By using a Key-Value distributed database, scientists can query forecasts without post-processing entire files. Information is indexed at run-time, enabling users to access particular subsets without reading large amounts of data. Besides, our proposed system supports sampling to speedup anomaly and pattern detections, which simplifies data exploration greatly.
In this work, it became apparent that Cassandra and its connectors are not designed for HPC environments. They are based on thread-pools, which ultimately compete with MPI for CPU-time, reducing the potential gains of distributed I/O. In future research, we would like to explore a better integration with HPC software and persistent-memory to overcome these limitations.
The Earth-System Data Middleware (ESDM) is a performance-aware middleware that builds upon a data model similar to NetCDF and utilises a self-describing on-disk data format for storing structured data.

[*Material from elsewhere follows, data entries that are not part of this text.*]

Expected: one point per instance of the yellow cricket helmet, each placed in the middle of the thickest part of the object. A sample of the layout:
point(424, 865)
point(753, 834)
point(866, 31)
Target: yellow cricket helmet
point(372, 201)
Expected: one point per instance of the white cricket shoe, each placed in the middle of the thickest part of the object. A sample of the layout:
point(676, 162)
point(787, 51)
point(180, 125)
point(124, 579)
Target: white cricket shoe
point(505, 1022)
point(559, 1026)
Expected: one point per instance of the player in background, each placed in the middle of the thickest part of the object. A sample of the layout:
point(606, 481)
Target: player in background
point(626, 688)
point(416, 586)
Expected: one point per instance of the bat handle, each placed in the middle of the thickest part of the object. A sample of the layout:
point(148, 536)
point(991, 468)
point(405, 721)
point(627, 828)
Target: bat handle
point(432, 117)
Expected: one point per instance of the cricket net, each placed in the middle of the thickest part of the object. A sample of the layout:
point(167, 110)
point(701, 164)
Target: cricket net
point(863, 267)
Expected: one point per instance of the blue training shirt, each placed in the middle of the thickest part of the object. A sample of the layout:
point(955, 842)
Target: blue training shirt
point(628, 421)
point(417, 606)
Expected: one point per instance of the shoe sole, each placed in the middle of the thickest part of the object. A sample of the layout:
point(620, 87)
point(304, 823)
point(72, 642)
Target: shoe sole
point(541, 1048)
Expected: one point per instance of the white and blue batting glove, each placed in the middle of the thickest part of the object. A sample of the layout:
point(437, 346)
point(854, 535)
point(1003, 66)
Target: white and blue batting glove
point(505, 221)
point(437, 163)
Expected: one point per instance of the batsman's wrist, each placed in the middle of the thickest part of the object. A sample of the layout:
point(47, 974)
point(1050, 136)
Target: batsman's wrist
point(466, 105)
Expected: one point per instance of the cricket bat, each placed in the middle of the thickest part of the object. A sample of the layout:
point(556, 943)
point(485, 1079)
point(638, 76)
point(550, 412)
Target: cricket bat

ESDM allows to employ multiple (shared and local) storage systems concurrently and explicitly supports heterogeneous storage infrastructures. From the user/application perspective, the complexity of multiple-storage tiers is hidden, and data fragmentation controlled by a configuration file.
Performance measurements running on Mistral (DKRZ) show that multiple Lustre file systems can be used efficiently with the current ESDM version. Several configurations were tested generating performance of 200 GB/s. The results were compared to a best-case benchmark using IOR that achieves 150 GB/s. Using tmpfs locally, ESDM was able to achieve 2 TB/s on 500 nodes showing that non-volatile memory could also be well utilized. ESDM also provides a backend to utilise the Kove XPD in-memory shared storage.
While the tooling is not yet completed, ESDM already integrates with NetCDF and can be used as a drop-in replacement for typical use-cases without changing anything from the application perspective. While our current version utilises the manual configuration by data-centre experts, the ultimate long-term goal is to employ machine learning to automatise the decision-making and reduce the burden for users and experts.